I had the opportunity to review Holly Goddard Jones debut novel, The Next Time You See Me, and I really enjoyed the book! So much so that I decided to ask Holly if she would come by Traveling With T for an interview- and lucky for me, she said yes!
Interview With Holly Goddard Jones
Holly, how did the idea of The Next Time You See Me happen?
I read a story about a little boy going into the woods and getting scared by a hermit, and it got me to thinking about a little scraggly, undeveloped area near the subdivision where I grew up. As a girl, I went into that wooded area sometimes to explore, play pretend, gather bugs and leaves for school science projects. My parents didn’t like me going—partly because it was private property, partly because they didn’t like me venturing so far out of sight of adults—and of course that was part of the attraction and the thrill. When I was a girl, about eight, a woman’s dead body was found about half a mile from my home, and so I always wondered what would happen if I’d have been the one to find the body. So the book took off from that premise: a girl finds a body. In this case, she makes an unusual choice about what she finds.
Are any of the characters based on you, Holly?
All of the characters I write have some of me in them. The story above might make you think that the little girl, Emily, is based on me, and she has a few things in common with my 13-year-old self. Or you might see me in Susanna, an English teacher in her late 20s. But I identify as much with the characters in the book who aren’t obviously like me: Wyatt, Tony, Sarah. In fact, if there are tender truths about me in my fiction, I tend to place them with unexpected characters, as a way of forging a connection with them.
How long did it take to write The Next Time You See Me?
About four years.
Gillian Flynn wrote a blurb for The Next Time You See Me. How was having an author like her, months after her Gone Girl success, writing a blurb for your book?
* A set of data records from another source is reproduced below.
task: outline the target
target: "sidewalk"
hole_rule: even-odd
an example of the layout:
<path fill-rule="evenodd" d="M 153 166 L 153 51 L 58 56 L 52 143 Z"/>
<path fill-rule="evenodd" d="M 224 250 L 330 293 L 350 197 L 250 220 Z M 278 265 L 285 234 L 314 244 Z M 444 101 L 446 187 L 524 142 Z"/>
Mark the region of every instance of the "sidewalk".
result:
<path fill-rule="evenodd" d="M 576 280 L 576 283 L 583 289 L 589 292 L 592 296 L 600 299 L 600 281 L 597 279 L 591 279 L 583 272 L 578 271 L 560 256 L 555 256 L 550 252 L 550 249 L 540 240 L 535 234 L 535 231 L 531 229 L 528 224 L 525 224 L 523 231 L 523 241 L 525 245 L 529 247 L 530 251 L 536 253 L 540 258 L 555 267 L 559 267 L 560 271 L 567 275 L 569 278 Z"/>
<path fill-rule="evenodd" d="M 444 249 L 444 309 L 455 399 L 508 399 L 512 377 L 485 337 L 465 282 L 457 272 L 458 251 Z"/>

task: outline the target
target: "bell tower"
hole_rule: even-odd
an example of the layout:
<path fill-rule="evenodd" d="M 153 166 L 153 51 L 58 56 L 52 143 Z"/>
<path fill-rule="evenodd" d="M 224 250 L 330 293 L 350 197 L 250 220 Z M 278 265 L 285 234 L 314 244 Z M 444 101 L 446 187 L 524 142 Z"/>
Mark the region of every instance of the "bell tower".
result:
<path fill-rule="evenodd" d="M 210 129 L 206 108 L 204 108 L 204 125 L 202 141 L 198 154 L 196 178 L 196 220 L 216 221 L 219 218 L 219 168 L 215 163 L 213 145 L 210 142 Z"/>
I was so grateful to her. I loved Gone Girl, and so it was an honor.
Do you think The Next Time You See Me would make a good movie? Have you ever wondered who could make up the dream cast?
I think it would make a better television show than a movie—something in the vein of Twin Peaks or The Killing. As for casting the characters, I find that really hard. I have a vision of each of them in my head, and they’re not really people who’d fit some typical Hollywood standard for beauty. Anna Kendrick could maybe play Susanna, just because she’s close to the right age and to me she’s pretty but very real looking. I had to think hard to come up with that one. It seems to me that there’s someone obvious out there who’d be great as Wyatt, but I’m drawing a blank. Wyatt’s supposed to be 55 in the novel, but I think he’d have to be played by someone older, since your average overweight Kentucky factory worker is going to wear 55 a lot differently from, say, Kevin Bacon, who is 55 according to IMDB. Maybe Phillip Seymour Hoffman in 10 years.
Do you have a writing space? A writing routine?
I just moved my office to a downstairs bedroom, so that’s where I’m writing now. I don’t have much of a routine. I wish I did.
Holly, are there any upcoming events that fans can attend to meet and greet with you?
I’ll be doing some festivals this fall: The Eudora Welty Writers’ Symposium, the Kentucky Book Fair, and the Southern Festival of Books. All that info will be up on my website at some point.
The ending- did the ending of The Next Time You See Me reveal itself as you were writing? Or, Holly, did you know how the book should end from the moment you began writing?
I had a vague sense of what the tone of the ending would be, but I didn’t know the specifics until about two thirds of the way in. Then I had the idea for the Thanksgiving epilogue. I skipped ahead to write that—I hardly ever write out of order—then went back and wrote to the end. If you write a character-driven novel, I do think that the book you write has to teach you what it’s ending will be.
What are you working on next, Holly? Are you still gathering ideas or do you have a book in mind?
I’m working on a new novel and am perhaps a quarter or a third of the way into the rough draft.
*Thank you Holly Goddard Jones for agreeing to be interviewed!